After supporters of the measure succeeded in gathering enough signatures, council members had the option of either putting the proposal on the ballot or simply adopting it. The council voted 10 to 0 to send the proposal to the ballot for voters to decide, with Councilmember John Lee recusing himself as a board member at West Hills Hospital.

………

The proposed measure would cap executive compensation for a range of top officials, including CEOs, chief financial officers, executive vice presidents and administrators, at privately owned hospitals and their affiliated clinics, skilled nursing facilities and residential facilities for the elderly located in the city of Los Angeles.

The cap would not apply to any medical professionals whose “primary duties” are providing medical services or direct care to patients.

………

The annual cap would apply not just to wages, but a range of compensation for Los Angeles hospital executives including paid time off, bonuses, travel, housing payments, stock options and severance.

SEIU-UHW said at least 22 executives would be affected by the measure, but the number is likely higher because its analysis of publicly available information did not include for-profit hospitals.

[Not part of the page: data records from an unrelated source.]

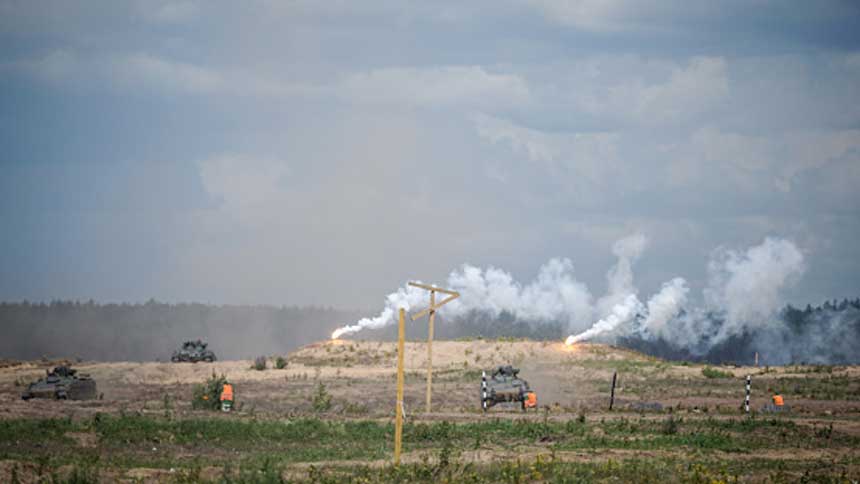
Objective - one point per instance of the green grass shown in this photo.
(143, 441)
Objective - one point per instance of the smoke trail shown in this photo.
(743, 297)
(664, 307)
(621, 313)
(746, 286)
(554, 295)
(620, 276)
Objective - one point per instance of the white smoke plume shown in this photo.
(554, 295)
(620, 277)
(743, 296)
(747, 286)
(664, 307)
(743, 292)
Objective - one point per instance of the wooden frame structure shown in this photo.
(432, 312)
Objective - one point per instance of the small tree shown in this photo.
(322, 399)
(207, 396)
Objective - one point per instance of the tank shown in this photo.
(504, 385)
(193, 351)
(62, 383)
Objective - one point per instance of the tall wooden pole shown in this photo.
(398, 411)
(612, 392)
(430, 351)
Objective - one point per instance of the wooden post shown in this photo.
(398, 410)
(612, 392)
(430, 351)
(432, 312)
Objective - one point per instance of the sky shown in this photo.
(323, 153)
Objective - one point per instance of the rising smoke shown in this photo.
(743, 299)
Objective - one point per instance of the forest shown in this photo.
(825, 334)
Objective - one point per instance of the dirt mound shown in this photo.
(458, 354)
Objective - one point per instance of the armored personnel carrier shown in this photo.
(504, 385)
(193, 351)
(62, 383)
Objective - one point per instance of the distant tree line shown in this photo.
(825, 334)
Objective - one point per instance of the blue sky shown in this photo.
(325, 152)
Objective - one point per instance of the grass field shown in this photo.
(148, 431)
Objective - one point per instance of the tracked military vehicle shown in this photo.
(504, 385)
(62, 383)
(193, 351)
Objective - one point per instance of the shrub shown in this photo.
(670, 426)
(709, 372)
(207, 396)
(322, 399)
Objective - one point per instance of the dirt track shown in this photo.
(361, 377)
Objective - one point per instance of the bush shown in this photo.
(207, 396)
(322, 399)
(709, 372)
(669, 427)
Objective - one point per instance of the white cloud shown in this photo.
(436, 87)
(150, 70)
(170, 12)
(690, 90)
(613, 16)
(242, 181)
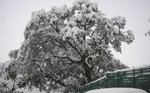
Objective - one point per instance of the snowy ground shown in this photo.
(117, 90)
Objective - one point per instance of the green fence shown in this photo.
(133, 78)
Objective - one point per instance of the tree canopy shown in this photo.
(70, 46)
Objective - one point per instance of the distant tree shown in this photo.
(69, 47)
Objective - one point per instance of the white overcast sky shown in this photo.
(14, 15)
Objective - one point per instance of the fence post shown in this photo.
(118, 78)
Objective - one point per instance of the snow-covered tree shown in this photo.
(69, 46)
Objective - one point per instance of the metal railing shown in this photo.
(132, 78)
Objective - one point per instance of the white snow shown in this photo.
(117, 90)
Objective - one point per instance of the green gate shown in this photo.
(133, 78)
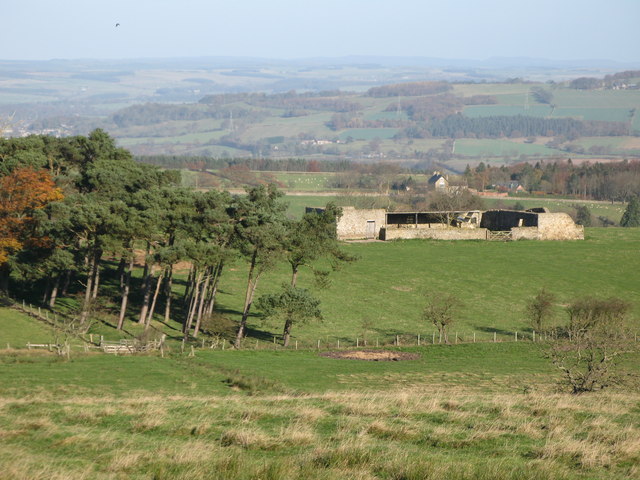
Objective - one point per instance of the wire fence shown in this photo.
(218, 342)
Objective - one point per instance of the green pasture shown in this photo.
(478, 111)
(497, 89)
(566, 97)
(493, 281)
(602, 114)
(17, 329)
(311, 181)
(313, 124)
(368, 133)
(501, 147)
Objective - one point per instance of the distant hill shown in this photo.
(357, 108)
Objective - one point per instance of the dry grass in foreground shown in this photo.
(409, 434)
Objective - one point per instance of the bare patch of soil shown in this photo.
(371, 355)
(402, 289)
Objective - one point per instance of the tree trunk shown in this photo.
(47, 288)
(145, 299)
(54, 292)
(188, 292)
(96, 281)
(121, 270)
(155, 299)
(145, 273)
(96, 273)
(286, 334)
(214, 288)
(67, 282)
(203, 297)
(84, 314)
(4, 279)
(167, 291)
(194, 305)
(248, 300)
(126, 288)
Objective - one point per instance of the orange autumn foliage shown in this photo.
(21, 192)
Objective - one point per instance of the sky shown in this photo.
(290, 29)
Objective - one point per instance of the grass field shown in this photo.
(464, 411)
(501, 147)
(483, 411)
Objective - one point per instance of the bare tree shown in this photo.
(540, 309)
(440, 311)
(587, 351)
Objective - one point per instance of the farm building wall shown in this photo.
(558, 226)
(504, 220)
(356, 224)
(533, 225)
(438, 232)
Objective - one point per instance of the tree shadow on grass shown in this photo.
(498, 331)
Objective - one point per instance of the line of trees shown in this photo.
(94, 211)
(614, 181)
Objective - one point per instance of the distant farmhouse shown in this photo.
(441, 183)
(532, 224)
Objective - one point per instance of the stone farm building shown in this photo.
(533, 224)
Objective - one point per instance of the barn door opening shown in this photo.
(371, 229)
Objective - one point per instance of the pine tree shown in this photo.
(631, 216)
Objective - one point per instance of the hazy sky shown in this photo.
(460, 29)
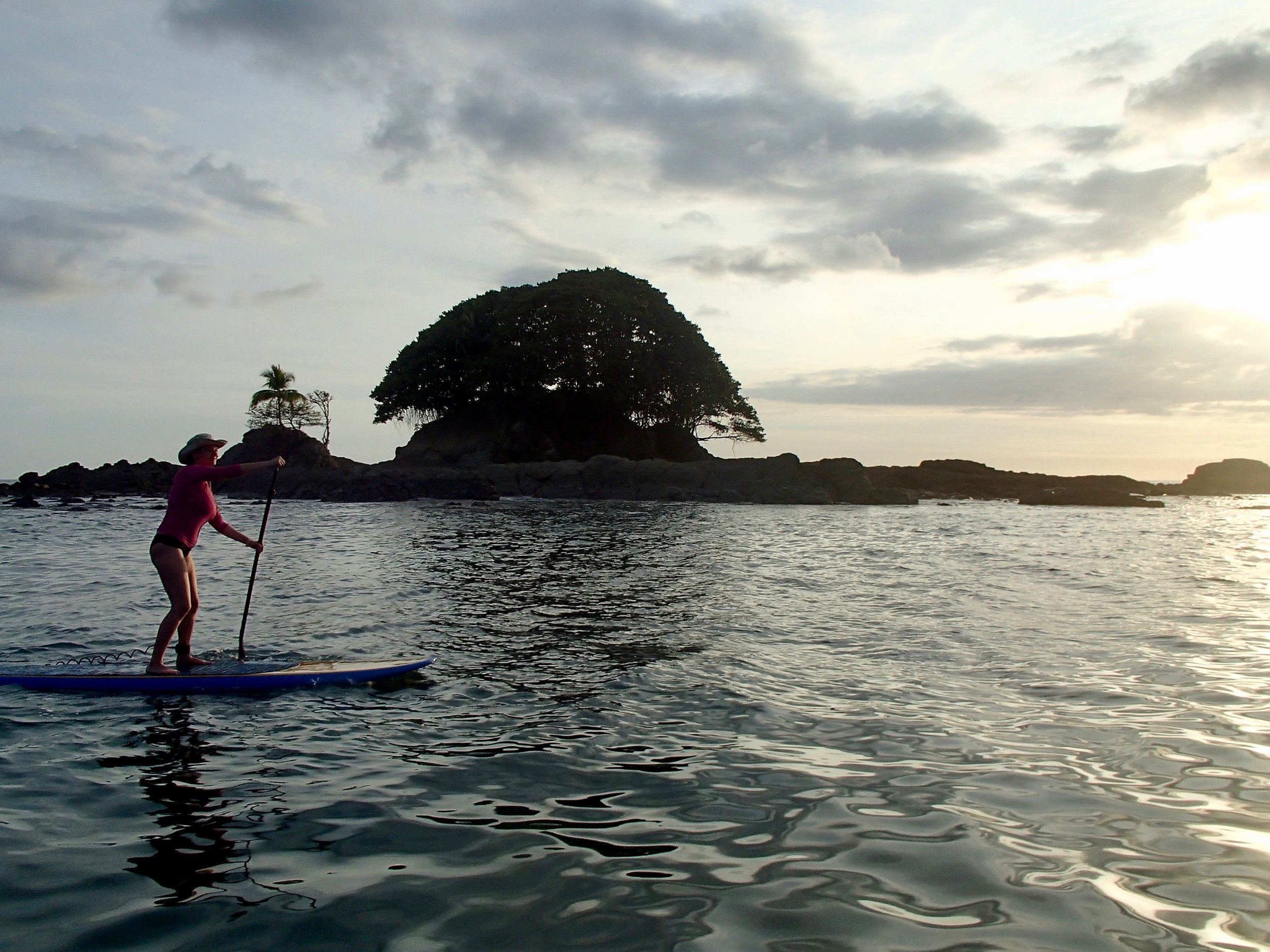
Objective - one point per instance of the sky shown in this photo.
(1032, 235)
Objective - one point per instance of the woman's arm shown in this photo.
(217, 522)
(275, 464)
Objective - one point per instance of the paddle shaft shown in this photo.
(256, 563)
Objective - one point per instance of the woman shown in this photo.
(191, 506)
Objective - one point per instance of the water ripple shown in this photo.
(657, 727)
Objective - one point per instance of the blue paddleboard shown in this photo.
(223, 677)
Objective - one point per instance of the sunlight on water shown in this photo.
(797, 729)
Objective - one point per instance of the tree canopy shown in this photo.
(596, 338)
(278, 404)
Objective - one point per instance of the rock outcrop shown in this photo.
(963, 479)
(146, 479)
(1088, 496)
(313, 473)
(779, 479)
(1230, 476)
(474, 441)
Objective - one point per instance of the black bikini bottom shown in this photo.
(166, 540)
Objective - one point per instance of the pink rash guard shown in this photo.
(191, 504)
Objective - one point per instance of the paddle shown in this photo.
(256, 563)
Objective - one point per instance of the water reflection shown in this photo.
(562, 598)
(195, 855)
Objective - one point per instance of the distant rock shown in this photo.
(145, 479)
(478, 440)
(779, 479)
(1088, 496)
(1250, 476)
(966, 479)
(294, 446)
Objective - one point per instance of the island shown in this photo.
(587, 386)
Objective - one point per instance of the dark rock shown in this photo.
(1226, 478)
(295, 446)
(145, 479)
(1088, 496)
(966, 479)
(478, 440)
(780, 479)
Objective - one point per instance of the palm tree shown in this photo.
(280, 399)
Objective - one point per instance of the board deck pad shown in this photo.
(225, 676)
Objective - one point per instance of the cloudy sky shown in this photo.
(1032, 235)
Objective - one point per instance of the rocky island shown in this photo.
(587, 386)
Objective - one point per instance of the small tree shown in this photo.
(278, 404)
(321, 403)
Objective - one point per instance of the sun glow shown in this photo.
(1221, 267)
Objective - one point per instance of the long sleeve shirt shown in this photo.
(191, 503)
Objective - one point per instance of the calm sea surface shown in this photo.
(653, 727)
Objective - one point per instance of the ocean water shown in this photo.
(656, 727)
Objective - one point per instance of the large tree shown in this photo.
(596, 339)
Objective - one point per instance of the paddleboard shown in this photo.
(223, 677)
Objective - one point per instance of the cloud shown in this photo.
(695, 217)
(1164, 359)
(544, 257)
(722, 105)
(296, 291)
(724, 100)
(50, 249)
(261, 197)
(1047, 290)
(1089, 139)
(178, 282)
(1231, 77)
(1117, 55)
(130, 189)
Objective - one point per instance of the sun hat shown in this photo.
(197, 442)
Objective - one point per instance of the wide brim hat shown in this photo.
(197, 442)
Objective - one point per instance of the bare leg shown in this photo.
(186, 630)
(174, 574)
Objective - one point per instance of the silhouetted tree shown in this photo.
(278, 404)
(587, 338)
(321, 403)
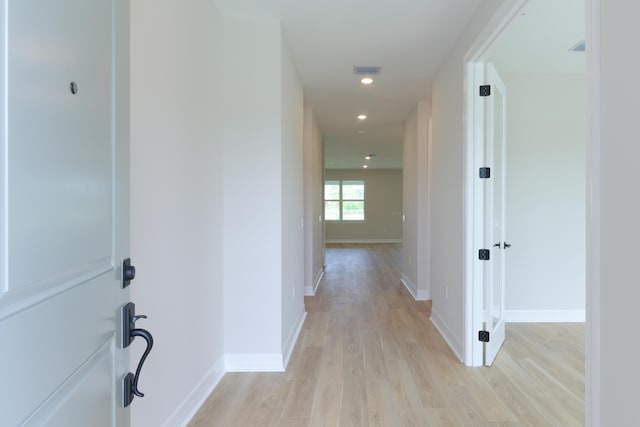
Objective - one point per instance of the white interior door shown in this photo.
(63, 211)
(494, 215)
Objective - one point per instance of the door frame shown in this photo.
(473, 312)
(474, 76)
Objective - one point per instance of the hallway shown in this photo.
(369, 356)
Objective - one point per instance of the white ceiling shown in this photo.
(538, 39)
(407, 38)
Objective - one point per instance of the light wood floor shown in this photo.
(369, 356)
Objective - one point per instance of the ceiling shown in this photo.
(407, 38)
(539, 37)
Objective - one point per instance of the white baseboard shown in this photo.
(254, 362)
(293, 337)
(417, 294)
(454, 343)
(544, 316)
(423, 295)
(308, 290)
(410, 286)
(192, 403)
(363, 241)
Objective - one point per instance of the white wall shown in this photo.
(415, 234)
(546, 138)
(216, 199)
(382, 204)
(292, 203)
(614, 246)
(447, 187)
(313, 205)
(176, 215)
(253, 190)
(263, 202)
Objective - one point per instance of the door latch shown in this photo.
(129, 332)
(128, 272)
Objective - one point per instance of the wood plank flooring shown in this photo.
(369, 356)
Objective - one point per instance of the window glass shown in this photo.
(344, 200)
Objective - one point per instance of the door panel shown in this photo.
(495, 233)
(60, 144)
(65, 212)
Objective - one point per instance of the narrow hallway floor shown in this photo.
(368, 355)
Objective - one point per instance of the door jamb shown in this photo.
(473, 203)
(593, 284)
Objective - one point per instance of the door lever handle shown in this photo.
(149, 339)
(129, 332)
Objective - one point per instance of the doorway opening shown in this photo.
(545, 175)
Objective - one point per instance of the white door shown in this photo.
(494, 215)
(63, 211)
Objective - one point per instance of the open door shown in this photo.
(64, 212)
(494, 216)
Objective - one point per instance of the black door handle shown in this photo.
(129, 332)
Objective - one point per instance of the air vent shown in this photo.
(578, 47)
(366, 70)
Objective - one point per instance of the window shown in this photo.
(344, 200)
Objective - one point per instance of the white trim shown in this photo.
(544, 316)
(409, 285)
(290, 343)
(417, 294)
(472, 204)
(194, 400)
(254, 362)
(593, 286)
(311, 291)
(454, 343)
(365, 241)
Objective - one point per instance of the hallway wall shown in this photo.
(176, 217)
(216, 158)
(313, 204)
(415, 183)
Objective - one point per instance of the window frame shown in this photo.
(341, 200)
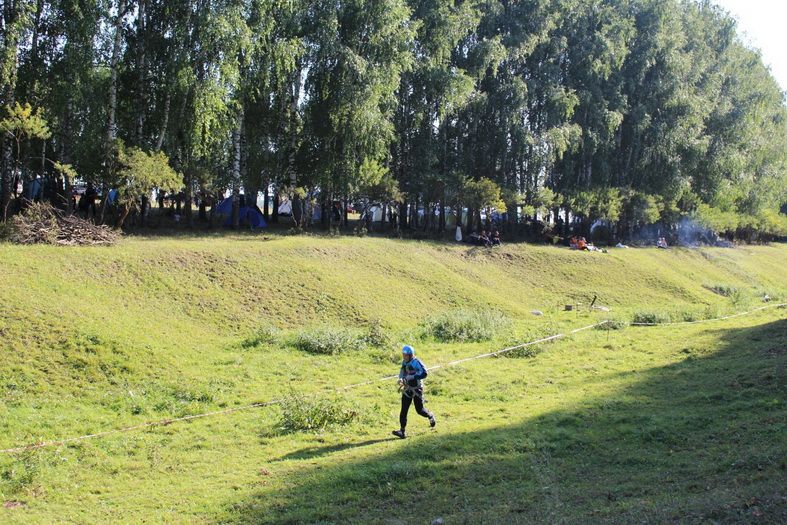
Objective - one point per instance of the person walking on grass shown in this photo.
(411, 374)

It is now pursuing similar measures in the cities of Chula Vista and La Mesa, Saldaña said.

………

It has spotlighted pay packages exceeding $1 million annually for executives at hospitals and health systems such as Cedars-Sinai, where the top executive received more than $6 million in compensation through the medical center and related organizations in a recent year, according to tax filings.

Cedars-Sinai said in a statement that setting its executive compensation involves “an assessment by outside, independent experts,” and that if the ballot measure passed, “we would be unable to recruit and retain clinical, academic and management leaders who have made us a world-renowned academic medical center.”

These, "Outside, independent experts," are neither outside nor independent.  These boards are comprised of other executives whose own pay is similarly effected, or consultants whose contracts are dependent on those executives whose pay they are determining.

But wait, there's more:

………

The latest proposal to curb executive pay comes as the hospital industry has sought to fend off $25-an-hour healthcare worker wage measures that are backed by SEIU-UHW. An L.A. measure championed by the union was put on hold after hospital groups successfully pushed for a referendum.

The California Hospital Assn. has also been fighting a state bill, SB 525, that would hike wages to at least $25 an hour in coming years for workers at a range of healthcare facilities and agencies, including hospitals, skilled nursing facilities, clinics and home health agencies.

The people getting these multi-million dollar salaries are not supermen as conceived by Rand or Nietzsche, they are parasites who have gamed the system to benefit themselves.

Cutting their pay is an unalloyed good.